Sur quels points la Banque mondiale doit-elle s'améliorer pour se rapprocher de l'objectif de l'égalité entre les sexes ?

Deux interventions sont primordiales selon moi : d’abord, la Banque mondiale a mené d'importantes recherches ces dernières années afin de rendre visible le rôle central des femmes et des pratiques spécifiques au genre dans le développement économique. Ces travaux ont des répercussions considérables. Mais les théories économiques féministes y sont souvent négligées. La Banque mondiale doit vouer une plus grande attention aux approches féministes. La coopération avec ONU Femmes offre d'excellentes opportunités à cet égard.

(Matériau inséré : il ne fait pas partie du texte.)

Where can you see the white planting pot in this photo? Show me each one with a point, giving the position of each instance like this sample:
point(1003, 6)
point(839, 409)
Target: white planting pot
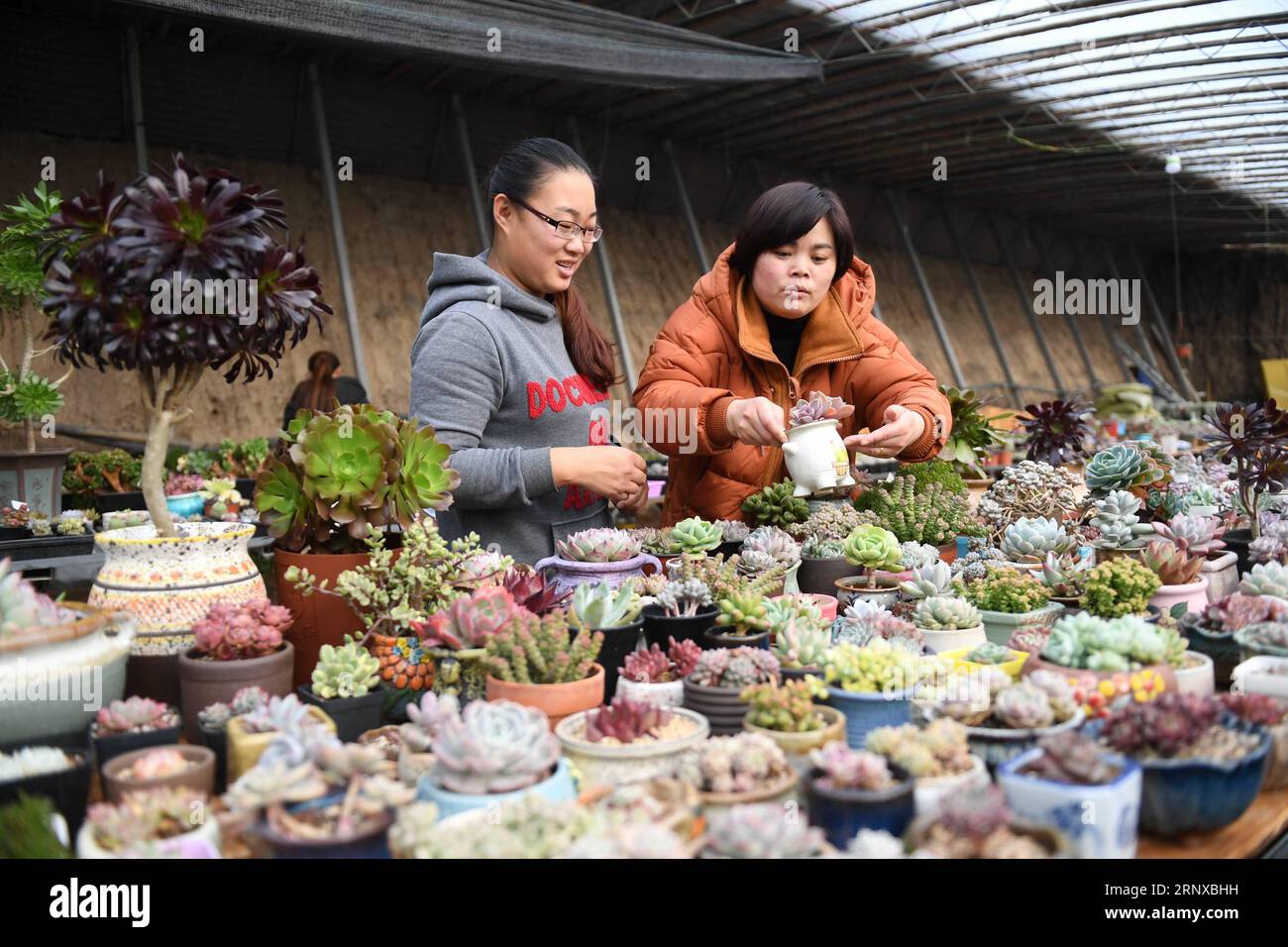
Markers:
point(816, 459)
point(1198, 681)
point(669, 693)
point(1193, 594)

Ensuite, des faiblesses sont toujours perceptibles dans la mise en œuvre de l’approche en matière de genre de la Banque mondiale. Relativement peu de ressources financières sont mises à la disposition d’activités centrées sur le genre. Ce travail ne peut pas être délégué aux entreprises : elles ont généralement peu d'expertise dans ce domaine et considèrent qu'il suffit d'augmenter la proportion de femmes aux postes de direction ; or il faut plus qu’enseigner simplement l’esprit d’entreprise aux femmes. La parité entre elles et les hommes ne peut fonctionner que si elle se fonde sur une compréhension fondamentale de la manière dont le genre agit sur la société et l'économie en association avec d’autres différences sociales, en particulier la classe sociale.

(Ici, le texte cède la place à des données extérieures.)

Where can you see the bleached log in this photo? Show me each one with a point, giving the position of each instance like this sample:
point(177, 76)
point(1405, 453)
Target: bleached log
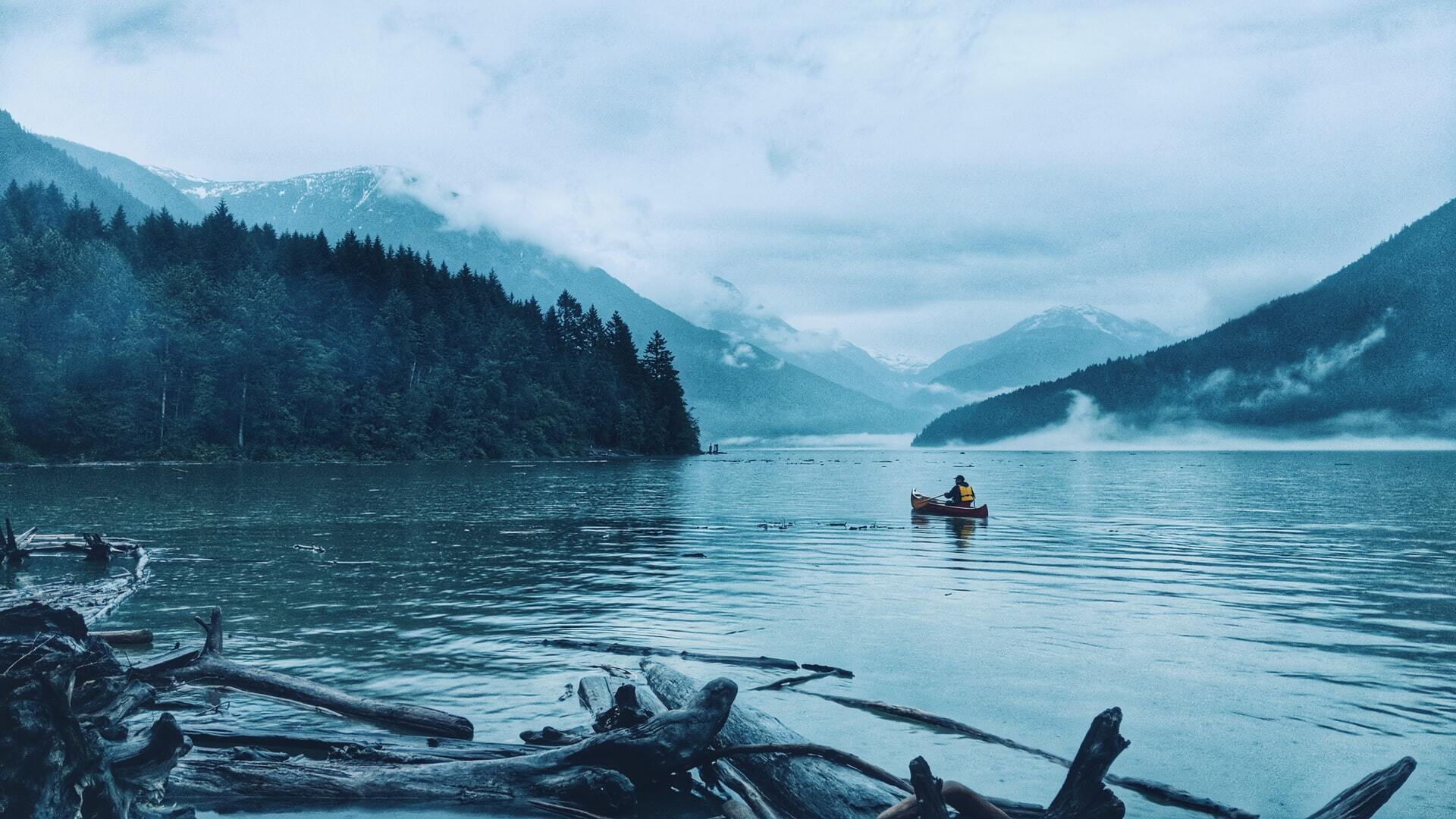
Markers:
point(599, 773)
point(213, 668)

Prof. Elisabeth Prügl - chercheuse spécialisée a l'IHEID

Elisabeth Prügl dirige le Centre Genre de l’Institut de hautes études internationales et du développement à Genève. Son enseignement et ses recherches aux États-Unis et en Suisse portent sur la politique de genre dans la gouvernance internationale. En 2019, elle a reçu le prix d’excellence académique (Eminent Scholar Award) de l'Association des études internationales (AEI) dans le domaine de la théorie féministe et des « études genre ».